Program yang dikelola oleh BPJS Ketenagakerjaan merupakan bentuk perlindungan sosial bagi para pekerja untuk menghadapi berbagai risiko ekonomi selama masa kerja hingga pensiun.
Dalam sistem ini, terdapat empat jenis program utama bagi pekerja penerima upah, yaitu Jaminan Kecelakaan Kerja (JKK), Jaminan Kematian (JKM), Jaminan Hari Tua (JHT), serta Jaminan Pensiun (JP).
Dari seluruh program tersebut, Jaminan Hari Tua (JHT) memiliki karakteristik khusus karena dananya dapat dicairkan dalam bentuk saldo tabungan. Dana ini berasal dari iuran yang dibayarkan oleh pekerja dan perusahaan, kemudian dikembangkan untuk dimanfaatkan saat peserta sudah tidak lagi aktif bekerja.

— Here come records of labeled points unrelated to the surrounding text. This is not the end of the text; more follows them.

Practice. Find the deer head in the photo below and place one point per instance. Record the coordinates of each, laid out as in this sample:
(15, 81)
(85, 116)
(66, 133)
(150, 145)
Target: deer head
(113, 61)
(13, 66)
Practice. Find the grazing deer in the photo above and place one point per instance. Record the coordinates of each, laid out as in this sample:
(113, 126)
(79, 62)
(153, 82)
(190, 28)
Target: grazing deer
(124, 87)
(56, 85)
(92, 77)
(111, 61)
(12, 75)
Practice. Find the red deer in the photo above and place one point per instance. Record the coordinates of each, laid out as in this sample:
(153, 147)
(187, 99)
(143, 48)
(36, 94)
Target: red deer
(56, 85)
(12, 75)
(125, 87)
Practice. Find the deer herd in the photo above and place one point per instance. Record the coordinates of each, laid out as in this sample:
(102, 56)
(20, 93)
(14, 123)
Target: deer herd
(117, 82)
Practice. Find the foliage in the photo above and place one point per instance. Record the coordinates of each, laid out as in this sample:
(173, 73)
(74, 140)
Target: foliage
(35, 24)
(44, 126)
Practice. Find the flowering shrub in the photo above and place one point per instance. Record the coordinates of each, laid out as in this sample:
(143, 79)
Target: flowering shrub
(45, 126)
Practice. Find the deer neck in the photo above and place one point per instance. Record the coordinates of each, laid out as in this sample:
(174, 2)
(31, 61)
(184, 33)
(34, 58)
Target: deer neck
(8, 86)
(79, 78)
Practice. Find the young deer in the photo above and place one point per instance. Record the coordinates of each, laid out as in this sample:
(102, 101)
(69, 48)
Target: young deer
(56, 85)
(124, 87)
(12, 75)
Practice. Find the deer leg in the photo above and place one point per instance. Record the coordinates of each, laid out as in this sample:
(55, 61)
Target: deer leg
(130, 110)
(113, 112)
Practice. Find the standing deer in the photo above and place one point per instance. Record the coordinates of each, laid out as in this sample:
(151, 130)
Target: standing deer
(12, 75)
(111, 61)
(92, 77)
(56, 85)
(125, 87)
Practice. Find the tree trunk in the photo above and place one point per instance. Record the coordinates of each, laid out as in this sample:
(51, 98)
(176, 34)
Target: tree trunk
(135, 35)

Secara garis besar, pencairan JHT dapat dilakukan dalam tiga pilihan, yakni 10 persen, 30 persen, dan 100 persen, yang masing-masing memiliki ketentuan berbeda.
Ketentuan Pencairan 10 Persen dan 30 Persen
Pengambilan sebagian saldo JHT sebesar 10 persen maupun 30 persen hanya berlaku bagi peserta yang masih aktif bekerja dan telah menjadi peserta minimal selama 10 tahun.

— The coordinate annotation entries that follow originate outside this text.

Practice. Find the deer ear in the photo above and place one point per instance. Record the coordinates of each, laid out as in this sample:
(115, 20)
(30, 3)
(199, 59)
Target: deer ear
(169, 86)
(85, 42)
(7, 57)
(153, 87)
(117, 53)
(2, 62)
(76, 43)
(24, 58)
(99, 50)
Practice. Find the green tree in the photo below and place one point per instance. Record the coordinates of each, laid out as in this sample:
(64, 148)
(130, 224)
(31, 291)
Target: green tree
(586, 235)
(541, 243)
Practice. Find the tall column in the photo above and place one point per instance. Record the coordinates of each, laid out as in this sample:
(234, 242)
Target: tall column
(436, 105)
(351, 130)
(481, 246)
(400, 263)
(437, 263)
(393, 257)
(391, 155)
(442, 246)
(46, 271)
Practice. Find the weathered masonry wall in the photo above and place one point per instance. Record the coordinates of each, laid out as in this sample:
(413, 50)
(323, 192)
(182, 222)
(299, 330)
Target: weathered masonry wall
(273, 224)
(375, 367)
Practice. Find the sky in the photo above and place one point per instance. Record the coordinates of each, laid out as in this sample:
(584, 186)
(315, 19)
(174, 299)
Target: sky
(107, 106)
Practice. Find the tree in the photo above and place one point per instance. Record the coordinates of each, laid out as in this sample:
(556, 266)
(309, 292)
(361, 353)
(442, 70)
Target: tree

Peserta hanya diperbolehkan memilih salah satu opsi pencairan. Perbedaannya terletak pada tujuan penggunaan dana, di mana pencairan 10 persen umumnya digunakan sebagai persiapan pensiun, sedangkan 30 persen diperuntukkan bagi kebutuhan perumahan.
Ketentuan Pencairan 100 Persen
Pencairan penuh saldo JHT dapat dilakukan apabila peserta sudah tidak bekerja lagi. Hal ini bisa terjadi karena mengundurkan diri, terkena pemutusan hubungan kerja (PHK), memasuki masa pensiun, atau kondisi tertentu lainnya.

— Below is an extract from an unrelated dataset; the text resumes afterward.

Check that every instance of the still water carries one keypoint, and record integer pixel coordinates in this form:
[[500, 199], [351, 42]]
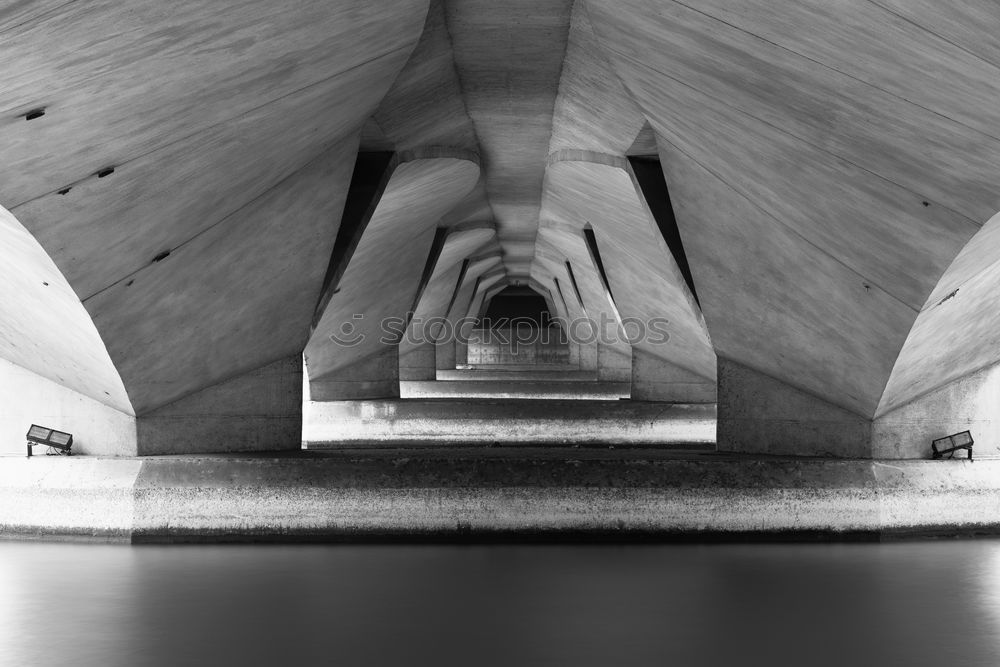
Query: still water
[[916, 603]]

Adapun beberapa syarat utama pencairan 100 persen antara lain:
- Telah berusia minimal 56 tahun atau sudah pensiun
- Mengundurkan diri atau mengalami PHK
- Mengalami cacat total tetap
- Pindah ke luar negeri untuk menetap secara permanen
- Peserta meninggal dunia
Khusus bagi peserta yang berhenti bekerja karena resign atau PHK, pencairan dapat diajukan setelah minimal satu bulan sejak berhenti dan belum bekerja kembali.
Cara Mencairkan JHT Secara Online
Proses klaim JHT kini dapat dilakukan secara digital melalui aplikasi JMO (Jamsostek Mobile). Berikut langkah-langkahnya:
- Buka aplikasi JMO dan pilih menu “Jaminan Hari Tua”.
- Klik opsi “Klaim JHT”.
- Jika memenuhi syarat, akan muncul tanda centang pada ketentuan klaim, lalu pilih “Selanjutnya”.
- Pilih alasan pengajuan klaim yang tersedia.
- Periksa data kepesertaan, pastikan sudah sesuai, lalu lanjutkan.
- Lakukan swafoto sesuai petunjuk yang diberikan.
- Masukkan data NPWP serta nomor rekening aktif.
- Periksa rincian saldo JHT yang akan dicairkan.
- Lakukan verifikasi akhir dan klik “Konfirmasi” jika semua data sudah benar.
Program jaminan sosial seperti ini memiliki peran penting dalam memberikan rasa aman bagi pekerja, baik saat masih aktif bekerja maupun ketika memasuki masa tidak produktif.